We Trained this on GPU, it will be really slow if just use cpu

In [None]:
for epoch in range(epochs):
    losses=[]
    for i,batch in enumerate(getBatch(batch_size,train_data)):
        inputs,targets,input_lengths,target_lengths = pad_to_batch(batch,input2index,target2index) 
        if use_gpu:
            has_value=[Variable(torch.cuda.ByteTensor(tuple(map(lambda s: s ==0, t.data)))) for t in inputs]
        else:
            has_value=[Variable(torch.ByteTensor(tuple(map(lambda s: s ==0, t.data)))) for t in inputs]
            
        masks = torch.cat(has_value).view(inputs.size(0),-1)
        
        if use_gpu:
            start_decode = Variable(torch.cuda.LongTensor([[target2index['<SOS>']]*targets.size(0)])).transpose(0,1)
        else:
            start_decode = Variable(torch.LongTensor([[target2index['<SOS>']]*targets.size(0)])).transpose(0,1)
        encoder.zero_grad()
        decoder.zero_grad()
        output, encode_hidden = encoder(inputs,input_lengths)
        predict_prob = decoder(start_decode,encode_hidden, targets.size(1), output, masks, True)
                                
        loss = loss_function(predict_prob,targets.view(-1))
        losses.append(loss.data.tolist()[0])
        loss.backward()
        torch.nn.utils.clip_grad_norm(encoder.parameters(), 50.0) 
        torch.nn.utils.clip_grad_norm(decoder.parameters(), 50.0) 
        enc_optimizer.step()
        dec_optimizer.step()
        print(loss)
###comment out this part if don't want to save output
    save_checkpoint({'encoder_dict': encoder.state_dict(),'decoder_dict': decoder.state_dict(),'enc_optimizer' : enc_optimizer.state_dict(),'dec_optimizer' : dec_optimizer.state_dict()})
    with open('lstmnewsmeanloss.txt', 'a') as f:
        print(np.mean(losses), file=f)
    with open('lstmnewsloss_v2.txt', 'a') as f:
        print('losses', file=f)
        print(losses, file=f)
    with open('finalloss.txt', 'a') as f:
        print("mean_loss : %0.2f" %np.mean(losses),file=f)
####
    losses=[]


In [None]:
##This is for loading the saved model
# checkpoint = torch.load('finalcheckpoint.tar', map_location={'cuda:0': 'cpu'})
# encoder.load_state_dict(checkpoint['encoder_dict'])
# decoder.load_state_dict(checkpoint['decoder_dict'])
# enc_optimizer.load_state_dict(checkpoint['enc_optimizer'])
# dec_optimizer.load_state_dict(checkpoint['dec_optimizer'])


In [None]:
#we can randomly choose data for evaluation

def evaluate(traindata):
    test = random.choice(traindata)
    testinput = test[0]
    testoutput = test[1]

    output, hidden = encoder(testinput,[testinput.size(1)])
    pred,_ = decoder.decode(hidden,output)

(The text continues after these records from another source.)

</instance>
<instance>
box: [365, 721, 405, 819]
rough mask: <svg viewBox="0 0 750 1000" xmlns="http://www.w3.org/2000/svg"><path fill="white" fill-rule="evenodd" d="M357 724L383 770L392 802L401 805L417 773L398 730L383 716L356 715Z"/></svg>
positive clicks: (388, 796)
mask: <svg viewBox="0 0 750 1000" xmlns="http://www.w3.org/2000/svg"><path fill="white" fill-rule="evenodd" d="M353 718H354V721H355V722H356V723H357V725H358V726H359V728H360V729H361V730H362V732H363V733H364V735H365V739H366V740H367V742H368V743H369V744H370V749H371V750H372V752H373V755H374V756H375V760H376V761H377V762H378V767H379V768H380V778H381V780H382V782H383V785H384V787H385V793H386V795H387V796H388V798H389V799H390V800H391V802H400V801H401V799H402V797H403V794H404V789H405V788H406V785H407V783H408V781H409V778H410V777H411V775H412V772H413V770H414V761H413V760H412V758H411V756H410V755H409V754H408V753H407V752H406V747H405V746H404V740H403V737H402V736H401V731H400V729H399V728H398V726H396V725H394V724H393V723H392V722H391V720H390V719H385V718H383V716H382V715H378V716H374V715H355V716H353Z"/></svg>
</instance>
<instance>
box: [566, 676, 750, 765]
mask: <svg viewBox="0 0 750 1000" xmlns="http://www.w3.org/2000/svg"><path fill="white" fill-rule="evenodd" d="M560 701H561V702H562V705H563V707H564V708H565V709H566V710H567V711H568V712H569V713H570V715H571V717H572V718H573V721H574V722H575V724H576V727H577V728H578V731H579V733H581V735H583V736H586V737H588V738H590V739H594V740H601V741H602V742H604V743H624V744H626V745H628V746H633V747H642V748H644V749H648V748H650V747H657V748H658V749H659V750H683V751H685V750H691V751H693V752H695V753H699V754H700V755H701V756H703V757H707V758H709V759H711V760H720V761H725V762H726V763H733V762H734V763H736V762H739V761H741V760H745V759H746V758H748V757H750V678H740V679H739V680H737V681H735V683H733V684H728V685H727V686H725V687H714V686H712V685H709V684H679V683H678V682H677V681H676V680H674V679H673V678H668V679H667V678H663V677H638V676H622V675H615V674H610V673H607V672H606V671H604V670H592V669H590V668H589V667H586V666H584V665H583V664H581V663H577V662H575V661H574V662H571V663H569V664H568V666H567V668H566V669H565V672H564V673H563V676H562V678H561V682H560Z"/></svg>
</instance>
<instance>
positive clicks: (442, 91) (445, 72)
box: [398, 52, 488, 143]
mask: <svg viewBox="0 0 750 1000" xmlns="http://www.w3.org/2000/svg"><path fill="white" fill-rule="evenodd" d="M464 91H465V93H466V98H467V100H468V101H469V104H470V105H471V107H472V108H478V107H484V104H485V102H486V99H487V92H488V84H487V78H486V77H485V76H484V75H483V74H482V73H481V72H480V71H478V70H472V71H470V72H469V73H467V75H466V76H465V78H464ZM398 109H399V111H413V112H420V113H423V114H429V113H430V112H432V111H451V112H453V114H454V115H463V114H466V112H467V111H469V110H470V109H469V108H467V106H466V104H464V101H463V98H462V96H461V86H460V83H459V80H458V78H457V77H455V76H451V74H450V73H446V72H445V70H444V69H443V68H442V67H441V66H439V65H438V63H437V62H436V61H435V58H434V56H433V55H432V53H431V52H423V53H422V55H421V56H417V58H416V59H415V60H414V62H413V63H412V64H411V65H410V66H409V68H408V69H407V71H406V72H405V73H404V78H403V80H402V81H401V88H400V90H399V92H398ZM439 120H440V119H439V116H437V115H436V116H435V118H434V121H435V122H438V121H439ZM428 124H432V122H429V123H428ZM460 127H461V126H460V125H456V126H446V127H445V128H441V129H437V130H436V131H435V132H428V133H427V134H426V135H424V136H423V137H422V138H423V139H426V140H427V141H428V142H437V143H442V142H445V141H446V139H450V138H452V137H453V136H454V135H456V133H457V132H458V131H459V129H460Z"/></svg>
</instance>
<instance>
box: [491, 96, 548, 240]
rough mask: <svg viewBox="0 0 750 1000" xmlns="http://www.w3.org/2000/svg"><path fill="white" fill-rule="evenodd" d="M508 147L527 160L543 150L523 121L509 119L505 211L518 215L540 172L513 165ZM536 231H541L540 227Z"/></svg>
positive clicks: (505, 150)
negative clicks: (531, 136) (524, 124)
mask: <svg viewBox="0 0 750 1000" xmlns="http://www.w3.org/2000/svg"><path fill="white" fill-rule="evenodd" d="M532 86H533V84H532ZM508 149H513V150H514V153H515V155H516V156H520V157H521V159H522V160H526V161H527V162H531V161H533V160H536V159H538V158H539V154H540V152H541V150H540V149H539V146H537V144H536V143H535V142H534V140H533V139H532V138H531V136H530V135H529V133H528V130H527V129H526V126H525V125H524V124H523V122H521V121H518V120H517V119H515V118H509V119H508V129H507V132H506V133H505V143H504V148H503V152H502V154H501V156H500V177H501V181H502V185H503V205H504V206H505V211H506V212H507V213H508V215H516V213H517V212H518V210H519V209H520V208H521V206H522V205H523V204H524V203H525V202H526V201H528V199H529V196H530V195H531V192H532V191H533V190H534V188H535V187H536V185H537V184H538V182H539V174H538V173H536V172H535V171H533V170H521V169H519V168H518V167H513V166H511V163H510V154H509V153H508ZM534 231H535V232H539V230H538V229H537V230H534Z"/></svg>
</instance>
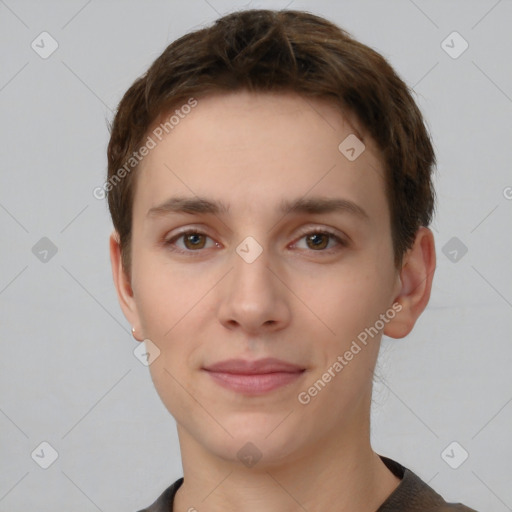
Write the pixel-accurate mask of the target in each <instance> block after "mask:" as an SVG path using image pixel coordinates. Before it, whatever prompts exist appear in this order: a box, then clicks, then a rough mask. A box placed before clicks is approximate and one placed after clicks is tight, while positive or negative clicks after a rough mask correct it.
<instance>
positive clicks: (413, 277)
mask: <svg viewBox="0 0 512 512" xmlns="http://www.w3.org/2000/svg"><path fill="white" fill-rule="evenodd" d="M435 267H436V252H435V244H434V235H433V234H432V231H431V230H430V229H429V228H427V227H420V228H419V229H418V231H417V232H416V239H415V241H414V244H413V246H412V247H411V249H409V251H408V252H407V254H406V256H405V257H404V262H403V265H402V269H401V271H400V276H399V281H400V283H401V286H400V291H399V292H398V294H397V295H396V297H395V298H394V301H393V303H398V304H400V306H401V309H400V312H399V313H398V314H397V315H396V316H395V318H393V320H392V321H390V322H389V323H388V324H387V325H386V328H385V329H384V334H385V335H386V336H389V337H391V338H403V337H405V336H407V334H409V333H410V332H411V331H412V329H413V327H414V324H415V323H416V321H417V320H418V318H419V316H420V315H421V313H422V312H423V311H424V309H425V308H426V307H427V304H428V301H429V299H430V292H431V290H432V280H433V278H434V271H435Z"/></svg>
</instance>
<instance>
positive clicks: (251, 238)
mask: <svg viewBox="0 0 512 512" xmlns="http://www.w3.org/2000/svg"><path fill="white" fill-rule="evenodd" d="M236 252H237V253H238V255H239V256H240V257H241V258H242V259H243V260H244V261H245V262H246V263H252V262H253V261H255V260H256V258H258V256H259V255H260V254H261V253H262V252H263V247H261V245H260V244H259V243H258V242H257V241H256V239H254V238H253V237H252V236H248V237H247V238H245V239H244V240H243V241H242V242H241V243H240V244H239V245H238V247H237V248H236Z"/></svg>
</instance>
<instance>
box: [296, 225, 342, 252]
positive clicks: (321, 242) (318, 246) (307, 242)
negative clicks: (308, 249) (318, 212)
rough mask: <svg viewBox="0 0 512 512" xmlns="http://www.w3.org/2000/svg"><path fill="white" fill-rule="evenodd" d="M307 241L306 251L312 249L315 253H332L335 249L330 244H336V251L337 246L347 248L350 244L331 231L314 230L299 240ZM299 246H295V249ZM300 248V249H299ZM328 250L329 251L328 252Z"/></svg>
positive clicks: (308, 233) (308, 232) (299, 239)
mask: <svg viewBox="0 0 512 512" xmlns="http://www.w3.org/2000/svg"><path fill="white" fill-rule="evenodd" d="M303 239H304V240H305V242H306V249H311V250H312V251H315V252H332V251H333V247H332V245H331V247H328V246H329V243H330V242H333V241H334V242H335V247H334V250H336V245H338V246H342V247H345V246H347V245H348V244H347V243H346V242H345V241H344V240H343V239H342V238H341V237H339V236H338V235H336V234H334V233H332V232H331V231H329V230H314V231H308V232H306V233H304V234H303V235H302V237H301V238H300V239H299V240H303ZM297 245H298V244H297V243H296V244H294V247H295V246H297ZM299 248H300V247H299ZM326 248H327V250H326Z"/></svg>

    testinput = [index2input[i] for i in testinput.data.tolist()[0]]
    pred = [index2target[i] for i in pred.data.tolist()]

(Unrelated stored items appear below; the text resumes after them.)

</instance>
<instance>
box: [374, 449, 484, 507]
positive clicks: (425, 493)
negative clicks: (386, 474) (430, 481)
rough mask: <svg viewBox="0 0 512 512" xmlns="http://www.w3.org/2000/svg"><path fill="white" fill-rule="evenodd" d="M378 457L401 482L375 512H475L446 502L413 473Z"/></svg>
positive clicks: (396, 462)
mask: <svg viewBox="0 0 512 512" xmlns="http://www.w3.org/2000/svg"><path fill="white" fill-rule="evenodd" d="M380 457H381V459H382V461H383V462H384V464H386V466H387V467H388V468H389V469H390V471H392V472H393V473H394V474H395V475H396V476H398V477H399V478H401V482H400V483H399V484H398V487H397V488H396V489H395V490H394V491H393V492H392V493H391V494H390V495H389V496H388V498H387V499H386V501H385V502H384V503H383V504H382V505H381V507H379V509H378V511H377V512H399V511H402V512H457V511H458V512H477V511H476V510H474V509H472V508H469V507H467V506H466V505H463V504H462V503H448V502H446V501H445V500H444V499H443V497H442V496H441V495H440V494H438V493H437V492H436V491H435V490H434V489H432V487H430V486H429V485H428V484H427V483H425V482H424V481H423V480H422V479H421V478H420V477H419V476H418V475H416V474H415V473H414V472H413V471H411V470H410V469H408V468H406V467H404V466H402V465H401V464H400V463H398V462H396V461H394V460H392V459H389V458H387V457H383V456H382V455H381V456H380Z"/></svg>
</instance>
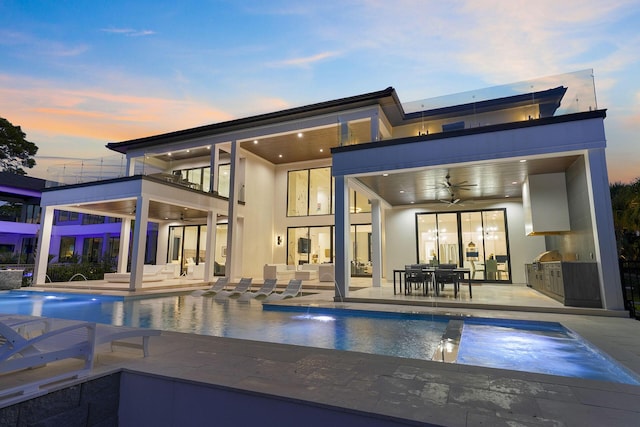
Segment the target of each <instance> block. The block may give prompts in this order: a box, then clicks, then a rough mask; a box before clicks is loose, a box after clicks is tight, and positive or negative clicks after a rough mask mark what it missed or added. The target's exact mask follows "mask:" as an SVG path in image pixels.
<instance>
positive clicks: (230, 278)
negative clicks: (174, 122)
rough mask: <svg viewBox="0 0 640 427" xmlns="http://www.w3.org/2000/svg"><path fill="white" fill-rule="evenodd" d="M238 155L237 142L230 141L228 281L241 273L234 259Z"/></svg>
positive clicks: (238, 177) (228, 212) (237, 174)
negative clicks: (230, 157)
mask: <svg viewBox="0 0 640 427" xmlns="http://www.w3.org/2000/svg"><path fill="white" fill-rule="evenodd" d="M239 159H240V154H239V152H238V142H237V141H231V170H230V171H229V174H230V178H231V179H230V180H229V181H230V182H229V207H228V215H227V216H228V224H227V258H226V261H225V270H224V271H225V275H226V276H227V277H228V278H229V279H233V278H234V277H239V275H240V274H241V272H239V271H237V270H238V265H239V262H238V260H237V259H236V258H237V257H235V256H234V255H235V248H234V246H235V241H236V234H237V231H238V218H237V215H236V209H237V204H238V187H239V185H238V182H239V177H238V162H239Z"/></svg>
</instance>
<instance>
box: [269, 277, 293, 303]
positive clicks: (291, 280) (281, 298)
mask: <svg viewBox="0 0 640 427" xmlns="http://www.w3.org/2000/svg"><path fill="white" fill-rule="evenodd" d="M301 290H302V280H300V279H291V280H289V284H288V285H287V287H286V288H285V290H284V291H282V292H281V293H273V294H271V295H269V296H268V297H267V298H265V302H269V301H279V300H283V299H286V298H293V297H296V296H298V294H299V293H300V291H301Z"/></svg>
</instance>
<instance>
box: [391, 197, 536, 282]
mask: <svg viewBox="0 0 640 427" xmlns="http://www.w3.org/2000/svg"><path fill="white" fill-rule="evenodd" d="M443 206H444V205H443ZM503 208H504V209H506V216H507V226H508V231H509V251H510V262H511V274H512V278H513V279H512V280H513V283H521V284H522V283H526V272H525V267H524V266H525V264H527V263H531V261H532V260H533V259H534V258H535V257H536V256H537V255H538V254H540V252H543V251H544V250H545V245H544V237H542V236H526V235H525V232H524V214H523V209H522V203H521V202H520V201H519V200H513V201H511V202H506V203H505V202H502V201H496V202H493V203H482V204H481V203H476V204H474V208H473V209H474V210H476V209H503ZM440 211H442V212H445V211H446V212H450V211H451V210H450V209H449V208H447V207H446V206H445V207H443V208H440V207H439V206H436V205H429V206H424V207H411V208H396V209H389V210H387V211H386V212H385V214H386V220H385V223H384V228H385V240H386V245H385V246H386V247H385V250H384V252H383V263H384V266H385V277H386V278H387V280H391V279H393V276H392V273H393V269H399V268H404V266H405V264H410V263H414V262H416V256H417V248H416V218H415V214H416V213H425V212H428V213H432V212H433V213H435V212H440Z"/></svg>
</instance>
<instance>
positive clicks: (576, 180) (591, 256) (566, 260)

    print('Input : ',' '.join([i for i in testinput if i not in ['<EOS>']]))
    print('Target : ',' '.join([index2target[i] for i in testoutput.data.tolist()[0] if i not in [2,3]]))
    print('Prediction : ',' '.join([i for i in pred if i not in ['<EOS>']]))

evaluate(train_data)  
evaluate(train_data) 
evaluate(train_data) 
evaluate(train_data) 
evaluate(train_data)